The study designed a two-step positive feedback circuit that allows killer T cells to distinguish targets based on the S-type antigen density threshold, thereby solving the manslaughter of normal cells with low expression of tumor antigens by CAR-T cell therapy. In HER2 expressing cancer cells and mouse tumor models, this method can accurately and effectively kill cancer cells with high HER2 expression, but not normal cells with low expression of HER2.
This research has found a solution to apply CAR-T cell therapy to solid tumors, which is a qualitative leap for CAR-T cell therapy to overcome solid tumors.
HER2 (Human Epidermal Growth Factor Receptor-2) is a protein marker for breast cancer, ovarian cancer, and stomach cancer and other abdominal tumors. Due to gene amplification, the expression of HER2 doubles in tumors, so the protein is abundantly present on the surface of tumor cells.
Ideal therapeutic T cells can distinguish tumor cells expressing high antigen density from normal cells expressing low antigen levels. To achieve this, T cells need to have an S-shaped hypersensitivity dose-response curve.
The research team designed a two-step recognition circuit. The synNotch receptor detects the antigen with low affinity (HER2). When fully activated, the synNotch receptor induces the expression of high-affinity CAR. The low-affinity synNotch acts as a high-antigen density filter, and the high-affinity CAR activates the killing and proliferation of T cells, acting as an amplifier.
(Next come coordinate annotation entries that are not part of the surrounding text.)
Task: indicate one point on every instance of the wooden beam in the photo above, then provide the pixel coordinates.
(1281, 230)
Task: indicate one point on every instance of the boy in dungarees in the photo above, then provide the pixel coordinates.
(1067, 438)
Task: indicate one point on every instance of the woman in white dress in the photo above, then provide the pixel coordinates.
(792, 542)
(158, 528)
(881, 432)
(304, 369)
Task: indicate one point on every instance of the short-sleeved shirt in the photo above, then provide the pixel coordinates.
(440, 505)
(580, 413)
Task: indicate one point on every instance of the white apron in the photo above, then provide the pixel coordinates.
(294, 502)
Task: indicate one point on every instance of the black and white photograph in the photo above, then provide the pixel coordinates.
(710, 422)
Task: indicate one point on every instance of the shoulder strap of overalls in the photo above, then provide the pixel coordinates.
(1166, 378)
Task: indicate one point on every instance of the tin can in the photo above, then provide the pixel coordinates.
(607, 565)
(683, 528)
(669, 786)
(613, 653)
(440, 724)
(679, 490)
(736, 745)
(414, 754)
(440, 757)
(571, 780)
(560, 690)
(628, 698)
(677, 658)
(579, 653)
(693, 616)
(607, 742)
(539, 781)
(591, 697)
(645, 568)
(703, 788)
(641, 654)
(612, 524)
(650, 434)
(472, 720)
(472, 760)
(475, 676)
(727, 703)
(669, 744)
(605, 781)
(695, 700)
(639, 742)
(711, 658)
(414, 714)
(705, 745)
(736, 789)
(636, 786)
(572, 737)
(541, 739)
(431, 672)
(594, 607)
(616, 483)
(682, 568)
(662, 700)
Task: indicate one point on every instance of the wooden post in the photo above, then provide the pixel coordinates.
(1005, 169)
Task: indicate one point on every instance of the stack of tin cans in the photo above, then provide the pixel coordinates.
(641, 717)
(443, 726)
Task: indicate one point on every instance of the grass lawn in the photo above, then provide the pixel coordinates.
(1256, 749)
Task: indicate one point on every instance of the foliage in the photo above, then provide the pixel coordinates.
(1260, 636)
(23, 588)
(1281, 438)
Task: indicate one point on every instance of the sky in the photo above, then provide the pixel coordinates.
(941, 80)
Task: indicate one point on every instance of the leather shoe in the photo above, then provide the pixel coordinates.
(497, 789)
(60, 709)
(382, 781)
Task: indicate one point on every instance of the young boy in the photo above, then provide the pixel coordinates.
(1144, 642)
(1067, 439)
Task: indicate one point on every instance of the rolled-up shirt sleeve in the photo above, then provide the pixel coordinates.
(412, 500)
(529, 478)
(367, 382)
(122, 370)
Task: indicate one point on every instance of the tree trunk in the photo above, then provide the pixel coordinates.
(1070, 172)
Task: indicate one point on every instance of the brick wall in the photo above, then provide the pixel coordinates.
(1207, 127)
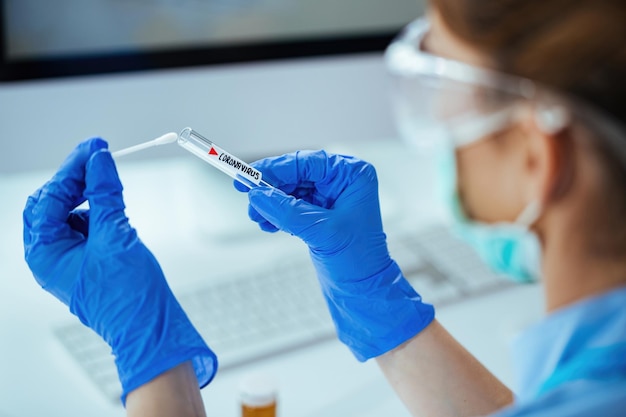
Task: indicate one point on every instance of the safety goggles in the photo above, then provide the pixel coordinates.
(435, 96)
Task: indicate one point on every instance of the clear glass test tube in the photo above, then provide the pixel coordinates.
(232, 166)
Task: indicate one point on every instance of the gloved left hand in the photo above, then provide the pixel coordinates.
(94, 262)
(331, 203)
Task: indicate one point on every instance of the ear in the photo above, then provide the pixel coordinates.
(549, 156)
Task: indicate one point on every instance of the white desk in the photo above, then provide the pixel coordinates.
(189, 230)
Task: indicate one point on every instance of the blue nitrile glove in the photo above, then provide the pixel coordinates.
(331, 203)
(94, 262)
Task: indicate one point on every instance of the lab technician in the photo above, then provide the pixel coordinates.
(523, 104)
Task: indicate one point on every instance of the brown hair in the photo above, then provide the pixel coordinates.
(576, 47)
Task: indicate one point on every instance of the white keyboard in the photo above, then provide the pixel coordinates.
(267, 312)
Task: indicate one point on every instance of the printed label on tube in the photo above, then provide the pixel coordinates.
(235, 165)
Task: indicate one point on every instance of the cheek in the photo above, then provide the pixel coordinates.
(487, 182)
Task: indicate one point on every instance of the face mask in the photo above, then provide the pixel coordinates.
(510, 249)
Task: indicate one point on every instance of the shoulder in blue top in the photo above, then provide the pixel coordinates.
(573, 363)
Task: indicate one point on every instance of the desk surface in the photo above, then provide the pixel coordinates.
(174, 204)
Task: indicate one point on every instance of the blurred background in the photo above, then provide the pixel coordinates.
(257, 77)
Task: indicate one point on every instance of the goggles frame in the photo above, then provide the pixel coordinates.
(405, 58)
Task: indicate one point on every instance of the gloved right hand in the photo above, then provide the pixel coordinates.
(331, 203)
(94, 262)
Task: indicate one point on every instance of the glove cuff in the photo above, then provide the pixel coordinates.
(378, 314)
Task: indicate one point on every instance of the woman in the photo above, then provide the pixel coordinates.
(523, 105)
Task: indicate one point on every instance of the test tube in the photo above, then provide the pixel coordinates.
(232, 166)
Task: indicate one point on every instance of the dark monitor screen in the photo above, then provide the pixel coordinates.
(77, 37)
Through this T cell design with ultra-sensitive antigen density sensing, the low-affinity synNotch receptor acts as a filter. Only when it encounters tumor cells that express HER2, CAR-T cells will activate and kill tumor cells. When encountering normal cells with low expression of HER2, CAR-T cells will not start.
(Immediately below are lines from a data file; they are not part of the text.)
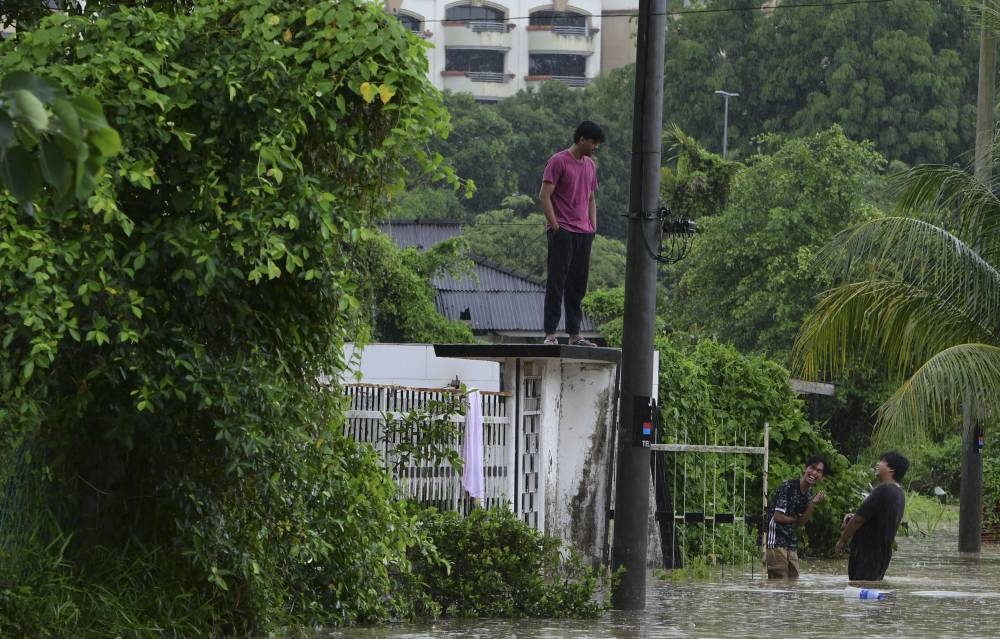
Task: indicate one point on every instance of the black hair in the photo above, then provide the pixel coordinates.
(588, 131)
(897, 463)
(818, 459)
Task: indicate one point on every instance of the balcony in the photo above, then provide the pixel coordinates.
(478, 34)
(568, 80)
(562, 39)
(484, 85)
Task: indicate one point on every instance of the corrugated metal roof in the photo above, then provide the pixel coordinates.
(501, 300)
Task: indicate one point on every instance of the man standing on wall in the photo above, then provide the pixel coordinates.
(567, 200)
(792, 506)
(873, 527)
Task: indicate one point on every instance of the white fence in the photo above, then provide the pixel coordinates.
(436, 485)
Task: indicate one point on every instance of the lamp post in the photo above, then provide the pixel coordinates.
(725, 120)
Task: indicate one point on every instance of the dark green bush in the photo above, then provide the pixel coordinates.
(936, 464)
(496, 566)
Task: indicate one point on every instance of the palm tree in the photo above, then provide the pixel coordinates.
(924, 301)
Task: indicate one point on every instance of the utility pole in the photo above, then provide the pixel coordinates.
(725, 120)
(631, 516)
(970, 500)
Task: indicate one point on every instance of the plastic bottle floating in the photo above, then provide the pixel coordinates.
(851, 592)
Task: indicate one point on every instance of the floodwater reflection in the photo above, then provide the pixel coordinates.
(934, 592)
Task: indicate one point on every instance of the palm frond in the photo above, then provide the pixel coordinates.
(957, 199)
(927, 258)
(929, 400)
(889, 322)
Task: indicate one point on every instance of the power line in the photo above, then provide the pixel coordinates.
(686, 12)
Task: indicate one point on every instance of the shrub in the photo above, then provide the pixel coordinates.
(497, 566)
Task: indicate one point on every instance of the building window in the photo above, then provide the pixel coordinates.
(558, 19)
(559, 64)
(412, 23)
(470, 12)
(474, 60)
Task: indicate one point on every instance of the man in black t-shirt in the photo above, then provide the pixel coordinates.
(872, 529)
(792, 506)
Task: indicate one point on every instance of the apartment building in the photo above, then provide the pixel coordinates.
(493, 49)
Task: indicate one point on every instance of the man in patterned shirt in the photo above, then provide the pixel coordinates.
(792, 506)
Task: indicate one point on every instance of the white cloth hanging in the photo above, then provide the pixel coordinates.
(472, 448)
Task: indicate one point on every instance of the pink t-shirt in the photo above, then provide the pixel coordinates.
(574, 181)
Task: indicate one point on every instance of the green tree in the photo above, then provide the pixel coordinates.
(50, 141)
(398, 291)
(901, 75)
(520, 244)
(749, 277)
(921, 301)
(162, 344)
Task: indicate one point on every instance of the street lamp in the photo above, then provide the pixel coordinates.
(725, 120)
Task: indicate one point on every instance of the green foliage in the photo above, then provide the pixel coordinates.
(605, 308)
(783, 207)
(496, 566)
(398, 286)
(165, 340)
(519, 243)
(924, 514)
(428, 203)
(712, 394)
(698, 185)
(501, 149)
(901, 76)
(934, 464)
(427, 434)
(50, 141)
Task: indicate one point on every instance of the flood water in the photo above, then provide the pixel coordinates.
(934, 592)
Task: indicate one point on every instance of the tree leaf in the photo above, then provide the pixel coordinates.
(24, 81)
(368, 91)
(20, 174)
(55, 169)
(31, 109)
(385, 92)
(6, 130)
(69, 121)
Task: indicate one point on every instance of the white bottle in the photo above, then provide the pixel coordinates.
(851, 592)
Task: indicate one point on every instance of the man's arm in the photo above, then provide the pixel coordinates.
(854, 523)
(592, 211)
(545, 201)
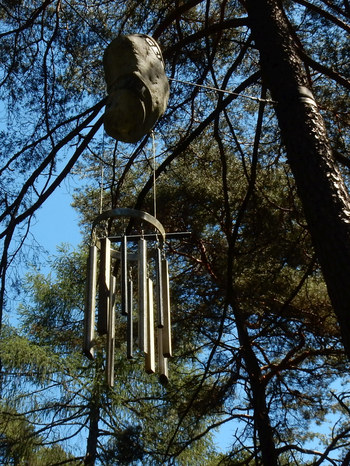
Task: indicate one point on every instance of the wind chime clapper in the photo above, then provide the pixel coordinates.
(138, 267)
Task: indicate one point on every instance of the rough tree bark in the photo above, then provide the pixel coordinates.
(320, 185)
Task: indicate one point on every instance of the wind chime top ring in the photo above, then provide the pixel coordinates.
(126, 212)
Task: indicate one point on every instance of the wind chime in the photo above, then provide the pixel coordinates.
(123, 267)
(138, 255)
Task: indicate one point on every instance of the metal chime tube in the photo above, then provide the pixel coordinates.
(130, 333)
(162, 361)
(124, 274)
(167, 347)
(142, 293)
(104, 283)
(111, 332)
(89, 317)
(150, 365)
(159, 289)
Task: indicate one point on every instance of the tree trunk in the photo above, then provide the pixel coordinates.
(320, 185)
(262, 424)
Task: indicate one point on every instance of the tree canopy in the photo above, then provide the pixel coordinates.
(252, 159)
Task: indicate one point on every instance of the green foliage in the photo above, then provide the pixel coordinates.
(252, 321)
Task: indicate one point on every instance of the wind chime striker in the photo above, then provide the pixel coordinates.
(121, 268)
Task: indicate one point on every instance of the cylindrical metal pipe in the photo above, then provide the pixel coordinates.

Through this two-step identification circuit, the target protein on the cell surface is distinguished precisely by machine, thereby controlling the function of CAR-T cells. Through this technology, CAR-T cells can only kill cancer cells in tumor tissues. It will not kill normal cells with low expression of HER2.
Next, the research team conducted verification at the in vitro cell level and mouse solid tumor models. The experimental results showed that the method can kill cancer cells accurately and effectively, but not normal cells.
Although CAR-T can truly conquer solid tumors, several other challenges need to be overcome, including tumor heterogeneity, suppressive tumor microenvironment, and improving the transport of T cells to tumors. However, this research achieves ultra-sensitive tumor antigens. The ability of density discrimination provides a key tool for expanding the scope of CAR-T treatment for solid tumors.
For these experimental results, the research team is very excited. The research team is currently further developing the technology to apply it to the treatment of solid tumors such as ovarian cancer. As the research progresses, the goal of the research team is to develop CAR structures that target more antigens, and then combine this technology to apply to more solid tumors. This is like a “multi-warhead missile”, cancer cells will be difficult to resist.